L'histoire est composée de quatre parties. La première ressemble à du Harry Potter avec un ado (17 ans), brillant intellectuellement mais mal dans sa peau, isolé, amoureux éconduit de sa meilleure amie qui ne sait ni qui il est ni où il va. Tout d'un coup son monde et ses certitudes basculent. Il découvre un monde rempli de magie et se retrouve à vouloir intégrer la seule école de magie américaine existante (ultra sélective hein, ils ne prennent que 20 candidats par an).
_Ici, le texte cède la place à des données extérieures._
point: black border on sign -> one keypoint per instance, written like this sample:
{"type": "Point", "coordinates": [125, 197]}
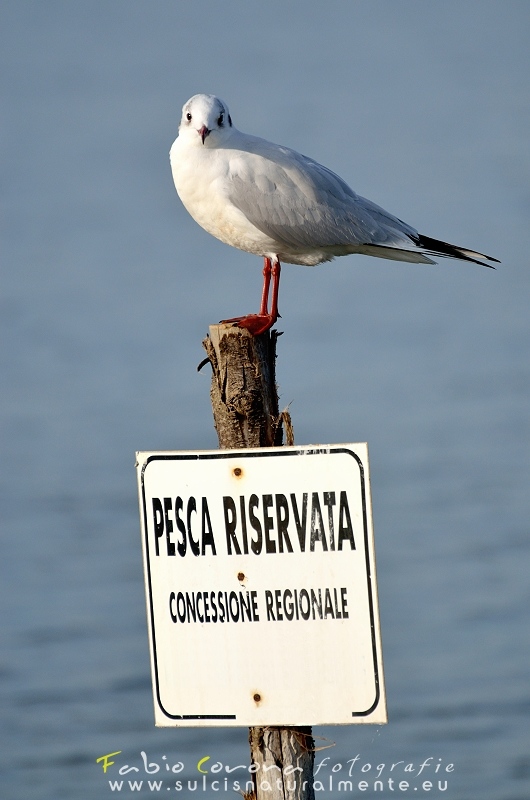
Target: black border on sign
{"type": "Point", "coordinates": [265, 453]}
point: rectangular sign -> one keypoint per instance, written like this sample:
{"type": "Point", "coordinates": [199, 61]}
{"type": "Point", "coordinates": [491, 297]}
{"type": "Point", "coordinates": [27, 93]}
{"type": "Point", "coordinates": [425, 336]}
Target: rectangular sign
{"type": "Point", "coordinates": [261, 587]}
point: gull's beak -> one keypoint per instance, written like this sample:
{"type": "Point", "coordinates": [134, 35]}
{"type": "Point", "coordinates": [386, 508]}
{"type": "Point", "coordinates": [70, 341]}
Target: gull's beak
{"type": "Point", "coordinates": [203, 132]}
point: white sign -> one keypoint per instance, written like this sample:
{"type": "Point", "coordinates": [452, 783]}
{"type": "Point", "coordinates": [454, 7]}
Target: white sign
{"type": "Point", "coordinates": [260, 586]}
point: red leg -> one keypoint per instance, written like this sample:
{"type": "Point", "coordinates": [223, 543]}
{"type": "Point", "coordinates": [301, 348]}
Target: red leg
{"type": "Point", "coordinates": [259, 323]}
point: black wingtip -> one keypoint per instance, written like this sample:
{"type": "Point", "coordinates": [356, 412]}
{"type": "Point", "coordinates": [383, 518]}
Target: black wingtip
{"type": "Point", "coordinates": [437, 247]}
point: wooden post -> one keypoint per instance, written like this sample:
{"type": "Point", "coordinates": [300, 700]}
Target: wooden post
{"type": "Point", "coordinates": [245, 409]}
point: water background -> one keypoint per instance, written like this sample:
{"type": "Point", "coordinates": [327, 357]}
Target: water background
{"type": "Point", "coordinates": [108, 288]}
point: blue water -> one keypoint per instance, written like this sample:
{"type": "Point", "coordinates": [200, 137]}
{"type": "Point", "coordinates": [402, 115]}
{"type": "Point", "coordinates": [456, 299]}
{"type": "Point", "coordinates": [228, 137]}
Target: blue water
{"type": "Point", "coordinates": [108, 288]}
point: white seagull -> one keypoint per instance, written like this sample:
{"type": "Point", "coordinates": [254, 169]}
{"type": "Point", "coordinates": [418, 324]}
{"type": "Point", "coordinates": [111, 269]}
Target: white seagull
{"type": "Point", "coordinates": [276, 203]}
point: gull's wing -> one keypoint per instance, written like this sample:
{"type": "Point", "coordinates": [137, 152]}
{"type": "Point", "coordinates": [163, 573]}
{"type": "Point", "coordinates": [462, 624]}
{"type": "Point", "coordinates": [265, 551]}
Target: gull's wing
{"type": "Point", "coordinates": [302, 204]}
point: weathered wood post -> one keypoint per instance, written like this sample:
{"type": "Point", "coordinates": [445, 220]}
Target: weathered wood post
{"type": "Point", "coordinates": [246, 414]}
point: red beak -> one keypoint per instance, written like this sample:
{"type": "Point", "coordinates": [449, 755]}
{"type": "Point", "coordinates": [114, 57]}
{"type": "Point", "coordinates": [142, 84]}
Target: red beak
{"type": "Point", "coordinates": [204, 132]}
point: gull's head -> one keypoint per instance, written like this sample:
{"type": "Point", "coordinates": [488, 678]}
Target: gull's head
{"type": "Point", "coordinates": [205, 120]}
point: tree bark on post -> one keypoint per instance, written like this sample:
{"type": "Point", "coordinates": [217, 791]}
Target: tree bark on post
{"type": "Point", "coordinates": [246, 414]}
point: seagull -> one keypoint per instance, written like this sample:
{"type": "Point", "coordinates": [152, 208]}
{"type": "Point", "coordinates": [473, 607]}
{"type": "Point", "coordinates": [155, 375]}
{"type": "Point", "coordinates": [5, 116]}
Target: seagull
{"type": "Point", "coordinates": [271, 201]}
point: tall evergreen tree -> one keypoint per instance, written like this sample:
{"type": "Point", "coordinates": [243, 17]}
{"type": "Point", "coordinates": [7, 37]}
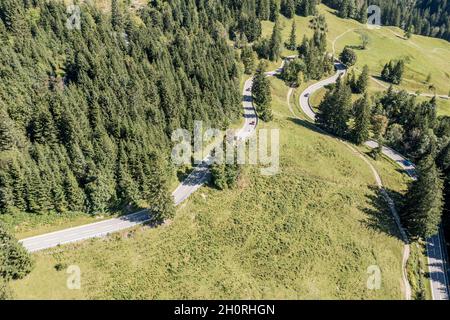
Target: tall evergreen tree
{"type": "Point", "coordinates": [361, 130]}
{"type": "Point", "coordinates": [261, 93]}
{"type": "Point", "coordinates": [275, 43]}
{"type": "Point", "coordinates": [334, 110]}
{"type": "Point", "coordinates": [292, 43]}
{"type": "Point", "coordinates": [363, 80]}
{"type": "Point", "coordinates": [424, 201]}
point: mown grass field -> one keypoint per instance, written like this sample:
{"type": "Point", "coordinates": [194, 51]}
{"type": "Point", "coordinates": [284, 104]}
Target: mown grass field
{"type": "Point", "coordinates": [423, 55]}
{"type": "Point", "coordinates": [309, 232]}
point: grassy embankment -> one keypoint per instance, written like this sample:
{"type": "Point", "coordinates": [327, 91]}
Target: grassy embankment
{"type": "Point", "coordinates": [309, 232]}
{"type": "Point", "coordinates": [423, 55]}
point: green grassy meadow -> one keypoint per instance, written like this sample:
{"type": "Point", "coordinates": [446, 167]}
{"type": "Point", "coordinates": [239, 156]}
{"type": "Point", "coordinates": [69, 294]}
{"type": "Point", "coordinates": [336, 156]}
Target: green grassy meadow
{"type": "Point", "coordinates": [423, 55]}
{"type": "Point", "coordinates": [309, 232]}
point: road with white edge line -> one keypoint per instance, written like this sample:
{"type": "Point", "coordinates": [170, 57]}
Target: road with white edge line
{"type": "Point", "coordinates": [435, 251]}
{"type": "Point", "coordinates": [198, 177]}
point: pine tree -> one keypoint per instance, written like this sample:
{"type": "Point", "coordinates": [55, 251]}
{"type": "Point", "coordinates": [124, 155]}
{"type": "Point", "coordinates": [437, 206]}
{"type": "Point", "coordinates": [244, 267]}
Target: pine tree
{"type": "Point", "coordinates": [160, 200]}
{"type": "Point", "coordinates": [6, 193]}
{"type": "Point", "coordinates": [334, 110]}
{"type": "Point", "coordinates": [116, 15]}
{"type": "Point", "coordinates": [275, 43]}
{"type": "Point", "coordinates": [292, 44]}
{"type": "Point", "coordinates": [424, 201]}
{"type": "Point", "coordinates": [363, 80]}
{"type": "Point", "coordinates": [362, 16]}
{"type": "Point", "coordinates": [273, 10]}
{"type": "Point", "coordinates": [361, 130]}
{"type": "Point", "coordinates": [15, 261]}
{"type": "Point", "coordinates": [248, 59]}
{"type": "Point", "coordinates": [261, 93]}
{"type": "Point", "coordinates": [74, 195]}
{"type": "Point", "coordinates": [348, 57]}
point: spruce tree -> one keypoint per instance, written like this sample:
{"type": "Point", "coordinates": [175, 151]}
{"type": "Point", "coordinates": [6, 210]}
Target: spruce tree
{"type": "Point", "coordinates": [422, 212]}
{"type": "Point", "coordinates": [15, 261]}
{"type": "Point", "coordinates": [275, 43]}
{"type": "Point", "coordinates": [261, 93]}
{"type": "Point", "coordinates": [363, 80]}
{"type": "Point", "coordinates": [292, 44]}
{"type": "Point", "coordinates": [362, 111]}
{"type": "Point", "coordinates": [160, 200]}
{"type": "Point", "coordinates": [348, 57]}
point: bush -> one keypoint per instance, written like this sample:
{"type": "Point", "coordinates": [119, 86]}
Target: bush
{"type": "Point", "coordinates": [15, 261]}
{"type": "Point", "coordinates": [348, 57]}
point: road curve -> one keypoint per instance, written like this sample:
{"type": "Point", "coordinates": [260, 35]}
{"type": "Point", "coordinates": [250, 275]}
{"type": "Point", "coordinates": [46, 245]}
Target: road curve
{"type": "Point", "coordinates": [435, 254]}
{"type": "Point", "coordinates": [192, 183]}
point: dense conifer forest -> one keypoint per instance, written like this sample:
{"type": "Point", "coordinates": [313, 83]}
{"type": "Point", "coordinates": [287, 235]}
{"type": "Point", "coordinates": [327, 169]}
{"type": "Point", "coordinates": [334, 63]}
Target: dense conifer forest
{"type": "Point", "coordinates": [424, 17]}
{"type": "Point", "coordinates": [86, 115]}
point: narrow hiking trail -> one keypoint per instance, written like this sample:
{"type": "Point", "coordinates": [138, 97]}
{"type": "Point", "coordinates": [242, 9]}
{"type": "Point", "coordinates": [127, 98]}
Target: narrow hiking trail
{"type": "Point", "coordinates": [435, 254]}
{"type": "Point", "coordinates": [406, 249]}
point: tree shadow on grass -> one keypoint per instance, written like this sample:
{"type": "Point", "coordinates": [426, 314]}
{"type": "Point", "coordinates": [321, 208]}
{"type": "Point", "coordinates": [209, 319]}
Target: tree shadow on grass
{"type": "Point", "coordinates": [309, 125]}
{"type": "Point", "coordinates": [380, 217]}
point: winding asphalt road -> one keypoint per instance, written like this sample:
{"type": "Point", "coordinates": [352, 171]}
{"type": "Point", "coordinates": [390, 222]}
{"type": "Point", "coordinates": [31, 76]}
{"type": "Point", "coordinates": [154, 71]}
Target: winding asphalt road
{"type": "Point", "coordinates": [435, 254]}
{"type": "Point", "coordinates": [196, 179]}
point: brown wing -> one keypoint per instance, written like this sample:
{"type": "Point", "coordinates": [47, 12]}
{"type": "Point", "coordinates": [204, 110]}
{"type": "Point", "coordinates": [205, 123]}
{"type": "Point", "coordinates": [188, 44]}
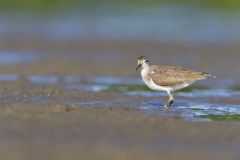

Quentin va devoir étudier pendant cinq ans dans cette école, loin de ses amis et de ses repères habituels. Il se retrouve dans un magnifique campus universitaire où tout semble tourner autour de la compétition intellectuelle, bref cela rappelera forcément aux initiés leurs années de classe prépa... Cette deuxième partie m'a beaucoup fait penser à "The Secret History" de Donna Tart ("Le maître des illusions" en français).

Ce qu'on devinait depuis un certain temps devient de plus en plus prégnant, et on quitte un monde idéal de magie et d'émulation intellectuelle pour un univers d'ennui qui ne se rompt que grâce à l'alcool, aux fêtes sans fin et à toute heure et aux coucheries (voire aux orgies) répétitives. La quête d'idéal de Quentin et de ses amis se fracasse au quotidien de la réalité, à la manière de ce qui est décrit dans Revolutionnary Road. Et l'univers d'un jeune qui a tout mais ne trouve rien, promène son ennui dans un monde luxueux et bousille son existence fait bien sûr penser aux personnages de Bret Easton Ellis.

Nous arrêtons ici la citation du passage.